Na 275 deputowanych tymczasowego Zgromadzenia Narodowego, 82 - szyici, Kurdowie, sunniccy Arabowie, chrześcijanie i komuniści - podpisało się pod listem wysłanym tydzień temu przez Falaha Hassana Szanszala do przewodniczącego parlamentu Hadżima al- Hasaniego.
Szanszal stoi na czele Zjednoczonego Sojuszu Irackiego, bloku złożonego gównie z szyickich partii religijnych, który zwyciężył w wyborach parlamentarnych 30 stycznia, zdobywając 140 mandatów.
W liście Szanszal napisał: "Apelowaliśmy, podczas wielu sesji (parlamentu), o wycofanie wojsk okupacyjnych. Nasze żądanie zostało zignorowane".
"Jest rzeczą niebezpieczną, iż rząd iracki wystąpił do Rady Bezpieczeństwa ONZ o przedłużenie obecności sił okupacyjnych bez konsultowania się z reprezentantami narodu, którzy posiadają mandat do podjęcia takiej decyzji" - czytamy dalej w liście.

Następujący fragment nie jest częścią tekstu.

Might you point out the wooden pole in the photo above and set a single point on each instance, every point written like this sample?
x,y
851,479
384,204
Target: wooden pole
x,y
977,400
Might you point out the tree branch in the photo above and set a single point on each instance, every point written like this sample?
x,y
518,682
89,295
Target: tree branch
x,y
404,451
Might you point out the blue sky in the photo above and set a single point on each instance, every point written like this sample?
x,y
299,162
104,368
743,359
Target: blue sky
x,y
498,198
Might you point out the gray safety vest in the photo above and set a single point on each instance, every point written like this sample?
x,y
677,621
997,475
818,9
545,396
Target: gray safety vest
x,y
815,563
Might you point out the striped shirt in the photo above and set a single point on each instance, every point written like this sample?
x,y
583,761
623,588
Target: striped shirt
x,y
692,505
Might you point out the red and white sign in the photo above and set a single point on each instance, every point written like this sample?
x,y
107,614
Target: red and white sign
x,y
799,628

"Musimy odrzucić prawomocność okupacji i ponowić nasze żądanie wycofania tych sił" - stwierdzają sygnatariusze.
Rada Bezpieczeństwa ONZ, odpowiadając na prośbę rządu irackiego, przedłużyła 31 maja mandat sił wielonarodowych w Iraku działających pod dowództwem amerykańskim, "do czasu zakończenia procesu politycznego i zgodnie z rezolucją nr 1546" z 8 czerwca zeszłego roku.
Obecny mandat sił wielonarodowych wygasa z końcem grudnia. Przedłużając go w zaakceptowanym jednomyślnie oświadczeniu, Rada nie określiła, jak długo nowy mandat ma obowiązywać.
W Iraku stacjonują obecnie 162 tysiące żołnierzy z 24 krajów, w tym 138 tysięcy żołnierzy amerykańskich, 9000 brytyjskich i około 1630 polskich.